While we admit that these unaddressed aspects regarding other socio-cultural factors or different levels of detail of the Communication Network [57] should be considered in subsequent works, the estimations given here can be of practical use in several ways. First, the developed procedure provides estimations as to the level of integration that can be achieved by using social and residential mixing strategies. Secondly, we provide a systematic method that can give consistent quantitative evidence about the volumes and destinations required if a group—in our case Syrian refugees—were to be relocated in a particular urban or regional area. This recommendation can be seen as a good starting point for governments and NGOs to analyse the situation, target their campaigns, and optimise their economic investment in the area. Lastly, the optimisation framework proposed here can be easily complemented with other interesting parameters. In this work, we applied only one restriction to mobility: the one limiting the proportion of refugees per district. That said, mobility can be easily restricted in other ways. For instance, assuming the availability of the data, a restriction could be applied using employment data or labor demand in each district in order to achieve more socially accurate results.

An illustrating example of this exercise is if we consider how refugees’ choice of residential location influences their integration with the local community [58, 59]. Policy-driven incentives such as rent subsidies could facilitate those who, for example, might choose to move away from an ethnic enclave if rent prices outside were lower [56]. In our case, we have estimated that average rent paid among the relocating refugee population would not rise by more than by 39€ per family per month.
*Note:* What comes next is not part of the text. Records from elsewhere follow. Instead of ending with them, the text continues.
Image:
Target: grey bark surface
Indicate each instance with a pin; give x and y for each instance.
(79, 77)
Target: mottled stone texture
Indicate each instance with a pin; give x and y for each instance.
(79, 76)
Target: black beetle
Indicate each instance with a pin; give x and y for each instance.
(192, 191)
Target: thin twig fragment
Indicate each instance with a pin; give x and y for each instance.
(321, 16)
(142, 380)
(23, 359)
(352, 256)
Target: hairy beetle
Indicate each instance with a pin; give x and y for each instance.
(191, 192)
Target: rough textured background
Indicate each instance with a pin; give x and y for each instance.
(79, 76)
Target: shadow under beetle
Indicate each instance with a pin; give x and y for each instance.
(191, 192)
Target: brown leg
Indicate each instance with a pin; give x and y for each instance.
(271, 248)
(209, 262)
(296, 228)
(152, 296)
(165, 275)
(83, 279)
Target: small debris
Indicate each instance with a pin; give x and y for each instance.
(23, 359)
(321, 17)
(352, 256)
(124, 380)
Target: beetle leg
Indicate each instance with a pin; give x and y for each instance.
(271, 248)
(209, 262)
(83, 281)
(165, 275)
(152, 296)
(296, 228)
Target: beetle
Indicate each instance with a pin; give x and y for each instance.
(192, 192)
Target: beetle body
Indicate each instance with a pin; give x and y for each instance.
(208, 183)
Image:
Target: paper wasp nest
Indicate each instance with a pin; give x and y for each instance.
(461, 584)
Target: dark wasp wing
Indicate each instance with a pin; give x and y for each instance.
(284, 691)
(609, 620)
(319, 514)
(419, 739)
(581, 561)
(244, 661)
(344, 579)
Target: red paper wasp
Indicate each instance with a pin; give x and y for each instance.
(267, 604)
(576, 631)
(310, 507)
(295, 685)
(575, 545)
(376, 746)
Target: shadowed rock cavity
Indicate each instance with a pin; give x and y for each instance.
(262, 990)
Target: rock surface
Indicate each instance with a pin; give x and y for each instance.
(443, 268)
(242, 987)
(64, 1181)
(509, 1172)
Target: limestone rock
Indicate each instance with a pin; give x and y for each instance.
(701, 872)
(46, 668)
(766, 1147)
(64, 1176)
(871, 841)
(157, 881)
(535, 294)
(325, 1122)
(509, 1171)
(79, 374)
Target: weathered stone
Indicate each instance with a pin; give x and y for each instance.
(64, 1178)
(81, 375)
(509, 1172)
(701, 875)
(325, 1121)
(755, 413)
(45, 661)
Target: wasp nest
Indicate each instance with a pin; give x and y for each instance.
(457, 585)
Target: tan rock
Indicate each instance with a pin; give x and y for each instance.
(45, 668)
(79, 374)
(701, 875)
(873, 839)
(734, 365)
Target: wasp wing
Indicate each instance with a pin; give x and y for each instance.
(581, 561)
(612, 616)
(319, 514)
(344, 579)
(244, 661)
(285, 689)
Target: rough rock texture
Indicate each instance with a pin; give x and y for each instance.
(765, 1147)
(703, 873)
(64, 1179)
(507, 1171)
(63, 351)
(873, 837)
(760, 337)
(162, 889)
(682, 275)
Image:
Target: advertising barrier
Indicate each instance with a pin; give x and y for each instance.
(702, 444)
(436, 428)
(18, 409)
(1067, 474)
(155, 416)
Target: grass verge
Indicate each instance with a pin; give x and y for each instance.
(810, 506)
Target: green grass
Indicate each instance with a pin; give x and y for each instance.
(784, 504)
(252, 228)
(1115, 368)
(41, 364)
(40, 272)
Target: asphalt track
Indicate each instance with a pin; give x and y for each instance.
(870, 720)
This is a barrier that could be too high for refugees who already have difficulties. However, it is also a barrier that governmental and NGO policy could reduce. Governments and NGOs have a range of options available to them to incentivise locational choice which are out of the scope of the scientific work presented here. However, several well-known approaches to the problem exist. In this sense, our method could be used as an input to design programs involving a differential rent subsidy, or “voucher” [60], based on the relative rent price in target districts.

As a final note, it is worth saying that it is not our objective to advocate particular policies, but instead to provide methods to quantify and give indications of what could be expected from house mixing policies. An optimal integration of the refugee and host population should probably be considered an organic process, as the meaning of integration here is connections between people, and connections are made voluntarily and maintained only by individual choice. In the event that governments and non-governmental entities decide to take a hands-off approach to integration policy, the proposed framework can be useful for analysing how the situation evolves and providing early warnings of recessive or problematic conditions.